We had a lovely September volunteer day, with Chris, Josh, Matt, Hilary, John and Andrea generating 18 bags of green waste for recycling! We got lots of plants cut back (the cardoon, salvias, euphorbias and so on) and turned and watered the compost.

We also planted some great agaves that Matt and I have been growing. Josh put in three Agave maximiliana... or they might be Agave zebra. Except both of these species are supposed to be solitary and this one pups like mad...We will just have to wait and see what they turn into.

Josh also planted a group of seven Agave desmettiana variegates behind the wrong way sign. That area has become a huge farm for baby agaves but we hope to reorganize the plants, put them in groups, and make something pretty out of it all soon.

Matt and I visited with the famous Brian Kemble of the Ruth Bancroft Gardens the following week, and had a blast weeding his pots of hybrid Agaves, Aloes and Gasterias while talking about all the cool plants he has grown and known. 

 In exchange he gave us some lovely plants for the garden, including three Aloe polyphylla hybrids which we planted right away on the lower pathway where they will hopefully thrive. Matt added five more Agave desmettiana variegates in that area too, as well as a few on the way to the tool trunk.

A week later Matt and I were back at the garden, planting yet more Agaves we have been growing on at home.
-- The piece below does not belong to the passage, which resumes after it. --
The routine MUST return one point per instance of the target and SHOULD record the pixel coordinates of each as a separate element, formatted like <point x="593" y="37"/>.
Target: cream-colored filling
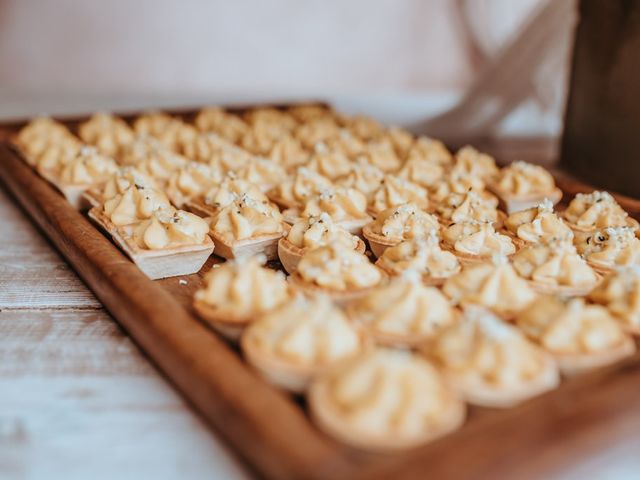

We did two groups of Agave gypsophylla up in the top area of PG, and a group of three Yucca aloifolia "Magenta Magic" down at PRG.


It's great to get some plants out of our home garden and into the public gardens - it can take years to grow something big enough to plant out in a street park (small plants tend to get stolen, or crushed) and I feel now that 3-5 gallons is the minimum if possible.